The statement as given is theoretically true but seriously misleading in practice. Belief in it has led to serious harm - e.g. potentially life-threatening errors in medical ontologies. If human beings could recognise all the inferences that follow from a set of axioms, we wouldn't need reasoners. Axioms can be superficially plausible but have unexpected consequences, especially when combined with other superficially plausible axioms.

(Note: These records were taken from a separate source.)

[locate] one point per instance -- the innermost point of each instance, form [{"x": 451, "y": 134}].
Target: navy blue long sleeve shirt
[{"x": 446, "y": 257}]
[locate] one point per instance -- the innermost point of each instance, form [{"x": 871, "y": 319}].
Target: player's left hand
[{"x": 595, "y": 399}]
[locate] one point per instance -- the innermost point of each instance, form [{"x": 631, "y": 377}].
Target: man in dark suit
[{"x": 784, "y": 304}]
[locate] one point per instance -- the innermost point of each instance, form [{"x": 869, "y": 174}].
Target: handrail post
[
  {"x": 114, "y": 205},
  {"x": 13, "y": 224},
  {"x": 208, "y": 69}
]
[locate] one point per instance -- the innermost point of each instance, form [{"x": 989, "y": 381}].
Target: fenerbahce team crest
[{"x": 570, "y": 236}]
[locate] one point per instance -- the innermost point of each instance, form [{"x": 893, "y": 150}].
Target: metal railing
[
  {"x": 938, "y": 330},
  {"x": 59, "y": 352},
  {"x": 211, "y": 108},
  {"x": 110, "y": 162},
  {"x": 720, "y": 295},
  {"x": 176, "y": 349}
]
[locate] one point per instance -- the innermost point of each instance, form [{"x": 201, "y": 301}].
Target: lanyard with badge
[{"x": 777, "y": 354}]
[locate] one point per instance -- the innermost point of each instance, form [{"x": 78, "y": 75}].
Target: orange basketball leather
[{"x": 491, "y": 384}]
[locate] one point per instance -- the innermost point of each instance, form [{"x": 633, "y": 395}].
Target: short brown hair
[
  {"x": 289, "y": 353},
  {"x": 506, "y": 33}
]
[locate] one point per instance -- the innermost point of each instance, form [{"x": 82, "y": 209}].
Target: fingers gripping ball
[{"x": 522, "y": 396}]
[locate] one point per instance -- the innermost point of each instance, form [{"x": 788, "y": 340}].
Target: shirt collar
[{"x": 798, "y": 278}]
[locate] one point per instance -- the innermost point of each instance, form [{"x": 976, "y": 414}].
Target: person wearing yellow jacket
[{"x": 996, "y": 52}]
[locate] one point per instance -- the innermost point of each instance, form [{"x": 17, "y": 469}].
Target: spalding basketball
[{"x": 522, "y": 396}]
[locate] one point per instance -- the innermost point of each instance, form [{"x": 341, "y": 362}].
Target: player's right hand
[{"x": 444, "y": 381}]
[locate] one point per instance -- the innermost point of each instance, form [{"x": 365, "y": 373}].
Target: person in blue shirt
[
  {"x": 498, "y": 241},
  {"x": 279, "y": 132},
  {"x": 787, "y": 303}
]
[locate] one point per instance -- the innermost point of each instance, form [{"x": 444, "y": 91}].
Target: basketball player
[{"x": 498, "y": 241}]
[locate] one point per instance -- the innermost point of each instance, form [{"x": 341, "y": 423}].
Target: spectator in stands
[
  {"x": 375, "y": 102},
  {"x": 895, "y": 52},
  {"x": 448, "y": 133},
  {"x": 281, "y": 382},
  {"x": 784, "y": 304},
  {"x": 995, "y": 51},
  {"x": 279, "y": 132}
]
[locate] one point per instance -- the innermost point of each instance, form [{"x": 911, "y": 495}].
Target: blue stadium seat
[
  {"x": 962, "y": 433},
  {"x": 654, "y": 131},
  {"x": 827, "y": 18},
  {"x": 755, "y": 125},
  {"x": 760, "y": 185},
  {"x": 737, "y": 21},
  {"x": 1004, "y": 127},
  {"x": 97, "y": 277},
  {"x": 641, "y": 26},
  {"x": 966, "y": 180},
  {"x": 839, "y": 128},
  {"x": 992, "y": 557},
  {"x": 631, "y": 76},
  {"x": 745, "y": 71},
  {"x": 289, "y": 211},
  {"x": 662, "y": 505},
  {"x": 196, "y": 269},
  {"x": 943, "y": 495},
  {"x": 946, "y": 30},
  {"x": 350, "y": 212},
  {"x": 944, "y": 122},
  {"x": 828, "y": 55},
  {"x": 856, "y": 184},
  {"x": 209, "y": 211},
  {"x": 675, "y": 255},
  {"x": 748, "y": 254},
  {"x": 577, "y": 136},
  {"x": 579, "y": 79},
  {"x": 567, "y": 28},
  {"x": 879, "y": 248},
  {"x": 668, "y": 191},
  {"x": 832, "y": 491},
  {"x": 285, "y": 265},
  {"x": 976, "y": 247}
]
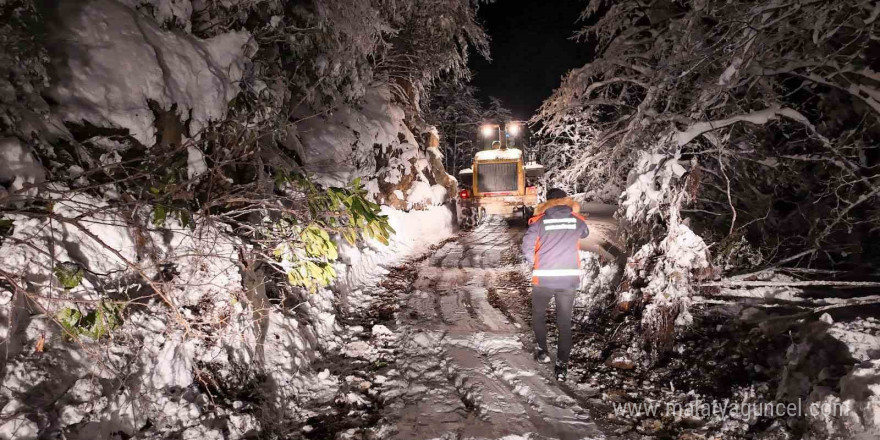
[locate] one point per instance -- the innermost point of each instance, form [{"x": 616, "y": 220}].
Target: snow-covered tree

Subtle errors in axioms that are difficult to spot can have disproportionate effects.
We can only know that a set of axioms is accurate by examining the inferences that follow from them to see if any are false. (Of course we can't examine all inferences except in trivial cases, but systematic searches for unanticipated inferences is central to the QA of any ontology in which inference plays a significant role.)
I have watched top logicians spend hours trying to understand the reasoning that led to an obviously false inference from what seemed an obviously correct set of axioms, even with the help of automatic theorem provers, justification finders, etc.
Add to this the difficulties of axioms derived from work by domain experts, no matter how clever the tools, and there is more than ample opportunity for incorrect inferences from apparently correct axioms.
If we are going to use logic, then we have to accept that logical inference and precision are not natural to human users, and that we have to debug the resulting inferences just as we have to debug the performance that results from seemingly correct programs.